One of the skills I wish I'd learned earlier in my career is basic Linux server administration. Specifically in relation to hosting something on the web, either a web app or API that I wrote myself, or something from the thriving self-hosted community, such as Wordpress. Managing servers is increasingly seen as the 'older way' of doing things, so it's easy to become a software developer and never learn to set up a VPS, set up remote access, stand up a firewall, etc.
Choosing to actively manage your infrastructure is part of a much larger discussion about the proper way to choose your tools. This discussion is extensive and it runs along many different dimensions.
There's the axis of new vs. old tech and also of build vs. buy. Finally, there's the decision to use managed vs. unmanaged services. This last one is the topic of this blog post.
At one end of the spectrum, you can manage everything like it's 1999. You set up your own host, install and manage dependencies, set up backups, etc.

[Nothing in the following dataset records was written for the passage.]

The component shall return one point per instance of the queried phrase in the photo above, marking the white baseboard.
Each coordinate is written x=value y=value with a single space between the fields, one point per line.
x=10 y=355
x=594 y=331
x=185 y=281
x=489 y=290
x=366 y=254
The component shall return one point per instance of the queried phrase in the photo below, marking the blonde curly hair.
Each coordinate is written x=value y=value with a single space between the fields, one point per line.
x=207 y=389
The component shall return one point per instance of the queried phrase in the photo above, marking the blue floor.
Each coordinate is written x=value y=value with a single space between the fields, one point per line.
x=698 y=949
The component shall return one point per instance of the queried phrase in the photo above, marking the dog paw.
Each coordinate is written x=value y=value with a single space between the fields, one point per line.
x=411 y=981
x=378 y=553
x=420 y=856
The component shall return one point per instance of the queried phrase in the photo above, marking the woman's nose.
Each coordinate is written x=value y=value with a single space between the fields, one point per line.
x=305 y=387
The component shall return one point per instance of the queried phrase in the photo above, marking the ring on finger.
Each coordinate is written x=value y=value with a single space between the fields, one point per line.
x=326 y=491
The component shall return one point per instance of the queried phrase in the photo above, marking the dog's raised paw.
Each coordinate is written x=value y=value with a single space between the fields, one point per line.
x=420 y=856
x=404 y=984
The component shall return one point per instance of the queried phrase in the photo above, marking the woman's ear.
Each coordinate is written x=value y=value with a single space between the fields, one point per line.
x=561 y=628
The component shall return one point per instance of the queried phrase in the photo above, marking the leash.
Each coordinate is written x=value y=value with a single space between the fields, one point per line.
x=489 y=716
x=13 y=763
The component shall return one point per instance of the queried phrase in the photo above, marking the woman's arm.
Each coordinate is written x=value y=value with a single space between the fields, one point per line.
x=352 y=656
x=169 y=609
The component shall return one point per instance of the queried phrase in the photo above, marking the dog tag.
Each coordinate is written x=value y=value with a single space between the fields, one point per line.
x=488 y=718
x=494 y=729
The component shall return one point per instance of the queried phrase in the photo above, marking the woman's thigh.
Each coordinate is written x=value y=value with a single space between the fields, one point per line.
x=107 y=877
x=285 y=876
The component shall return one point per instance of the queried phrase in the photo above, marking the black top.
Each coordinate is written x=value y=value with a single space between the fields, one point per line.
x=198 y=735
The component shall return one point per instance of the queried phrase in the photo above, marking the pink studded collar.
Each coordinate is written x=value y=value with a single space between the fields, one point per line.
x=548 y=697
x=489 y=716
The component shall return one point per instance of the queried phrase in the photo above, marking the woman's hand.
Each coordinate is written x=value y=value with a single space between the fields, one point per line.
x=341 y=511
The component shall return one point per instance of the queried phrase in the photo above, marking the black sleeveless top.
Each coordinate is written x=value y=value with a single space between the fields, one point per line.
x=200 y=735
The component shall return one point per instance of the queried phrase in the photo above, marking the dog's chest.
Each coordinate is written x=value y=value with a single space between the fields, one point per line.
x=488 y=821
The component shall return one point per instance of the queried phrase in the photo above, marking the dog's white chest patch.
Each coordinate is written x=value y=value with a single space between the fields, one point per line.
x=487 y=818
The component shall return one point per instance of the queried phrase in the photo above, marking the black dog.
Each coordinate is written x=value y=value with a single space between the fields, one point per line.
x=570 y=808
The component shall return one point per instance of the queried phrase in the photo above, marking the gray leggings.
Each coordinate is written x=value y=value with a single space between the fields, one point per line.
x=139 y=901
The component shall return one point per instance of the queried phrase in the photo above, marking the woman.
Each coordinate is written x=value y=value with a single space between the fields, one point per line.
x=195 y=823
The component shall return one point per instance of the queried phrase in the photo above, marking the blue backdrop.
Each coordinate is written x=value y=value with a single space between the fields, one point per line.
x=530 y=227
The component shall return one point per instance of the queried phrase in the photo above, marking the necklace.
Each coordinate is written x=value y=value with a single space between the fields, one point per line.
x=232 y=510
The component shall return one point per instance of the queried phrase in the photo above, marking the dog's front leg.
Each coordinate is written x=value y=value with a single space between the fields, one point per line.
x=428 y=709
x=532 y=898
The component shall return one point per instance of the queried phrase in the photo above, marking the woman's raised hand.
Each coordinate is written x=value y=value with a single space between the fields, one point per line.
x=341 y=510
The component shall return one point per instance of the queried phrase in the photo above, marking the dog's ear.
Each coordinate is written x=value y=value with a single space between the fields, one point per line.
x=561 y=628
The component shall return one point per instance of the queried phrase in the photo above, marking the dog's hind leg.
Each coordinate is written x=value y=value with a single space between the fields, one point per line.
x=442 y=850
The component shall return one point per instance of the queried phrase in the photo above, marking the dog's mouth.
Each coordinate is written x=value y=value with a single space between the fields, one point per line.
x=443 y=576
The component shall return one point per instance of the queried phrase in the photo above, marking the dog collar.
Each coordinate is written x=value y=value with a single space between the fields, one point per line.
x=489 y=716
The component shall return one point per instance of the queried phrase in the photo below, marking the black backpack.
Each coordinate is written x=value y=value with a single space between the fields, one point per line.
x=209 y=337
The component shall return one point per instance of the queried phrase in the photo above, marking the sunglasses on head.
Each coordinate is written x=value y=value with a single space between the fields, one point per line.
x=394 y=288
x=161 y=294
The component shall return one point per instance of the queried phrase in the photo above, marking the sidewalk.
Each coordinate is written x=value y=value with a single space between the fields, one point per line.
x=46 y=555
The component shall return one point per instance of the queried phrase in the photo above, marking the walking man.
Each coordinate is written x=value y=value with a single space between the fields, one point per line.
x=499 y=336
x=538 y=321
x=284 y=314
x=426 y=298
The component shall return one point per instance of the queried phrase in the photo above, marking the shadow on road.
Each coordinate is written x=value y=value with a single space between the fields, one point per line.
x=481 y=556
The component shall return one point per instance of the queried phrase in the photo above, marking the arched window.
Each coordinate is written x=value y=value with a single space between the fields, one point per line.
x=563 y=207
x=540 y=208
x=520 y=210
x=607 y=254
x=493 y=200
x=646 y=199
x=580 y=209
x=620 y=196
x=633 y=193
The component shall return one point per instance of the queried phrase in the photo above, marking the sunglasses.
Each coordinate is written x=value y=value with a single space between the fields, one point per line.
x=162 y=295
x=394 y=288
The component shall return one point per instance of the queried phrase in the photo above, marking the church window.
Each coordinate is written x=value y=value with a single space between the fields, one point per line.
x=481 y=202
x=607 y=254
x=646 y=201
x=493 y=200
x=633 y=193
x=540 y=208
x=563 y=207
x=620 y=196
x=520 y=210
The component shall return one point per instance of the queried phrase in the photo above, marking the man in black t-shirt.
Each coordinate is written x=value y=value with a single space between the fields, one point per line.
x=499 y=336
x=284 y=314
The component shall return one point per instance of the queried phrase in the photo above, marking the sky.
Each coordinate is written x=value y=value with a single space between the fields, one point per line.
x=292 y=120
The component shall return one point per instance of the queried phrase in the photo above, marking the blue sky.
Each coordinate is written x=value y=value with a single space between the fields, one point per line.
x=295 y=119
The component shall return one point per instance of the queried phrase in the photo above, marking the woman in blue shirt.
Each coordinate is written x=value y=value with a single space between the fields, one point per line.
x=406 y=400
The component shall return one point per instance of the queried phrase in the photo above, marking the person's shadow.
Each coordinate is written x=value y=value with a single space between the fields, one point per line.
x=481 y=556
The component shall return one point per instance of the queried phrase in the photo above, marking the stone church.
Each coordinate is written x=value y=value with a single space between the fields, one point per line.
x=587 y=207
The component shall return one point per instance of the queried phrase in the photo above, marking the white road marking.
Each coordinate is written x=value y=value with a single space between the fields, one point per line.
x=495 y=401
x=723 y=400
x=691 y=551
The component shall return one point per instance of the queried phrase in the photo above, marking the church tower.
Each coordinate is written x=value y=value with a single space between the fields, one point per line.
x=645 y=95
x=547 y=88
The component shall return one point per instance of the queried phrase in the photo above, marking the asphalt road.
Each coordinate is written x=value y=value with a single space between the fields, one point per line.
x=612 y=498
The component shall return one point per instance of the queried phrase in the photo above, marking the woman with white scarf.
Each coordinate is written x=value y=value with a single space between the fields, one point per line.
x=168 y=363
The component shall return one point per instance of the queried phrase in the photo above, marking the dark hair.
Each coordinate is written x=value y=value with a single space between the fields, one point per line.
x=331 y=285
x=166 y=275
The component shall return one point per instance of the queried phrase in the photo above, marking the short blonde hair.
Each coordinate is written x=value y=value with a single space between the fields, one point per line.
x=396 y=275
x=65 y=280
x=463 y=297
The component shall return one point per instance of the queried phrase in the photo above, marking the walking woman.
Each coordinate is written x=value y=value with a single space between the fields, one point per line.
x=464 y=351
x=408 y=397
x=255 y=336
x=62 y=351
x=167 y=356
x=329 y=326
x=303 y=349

As you move towards the fully-managed end of the spectrum, you start to see lightly-managed compute primitives like Amazon RDS all the way to full-service, cloud-enabled app frameworks like AWS Amplify or Google App Engine, and BaaS/PaaS providers like Heroku.
The default position at most places I come across is to go as managed as you can tolerate, usually to save on engineering effort. But how did we manage to ship anything just 10 years ago, when most of these options weren't available?
The truth is that it was possible to build high-traffic web services in the "bad old days", even with a very small team. Even with just one person. This is how Marco Arment describes his experience building and running Tumblr circa 2010, largely by himself:
Tumblr taught me by necessity, especially in the early days when we had no staff and very little money, how to develop and host a high-traffic web service cheaply, easily, and sanely. I couldn’t let the servers require too much maintenance because server administration wasn’t my main job — we didn’t have a dedicated server administrator for the first few years, so I just had to set things up such that they didn’t need much administration.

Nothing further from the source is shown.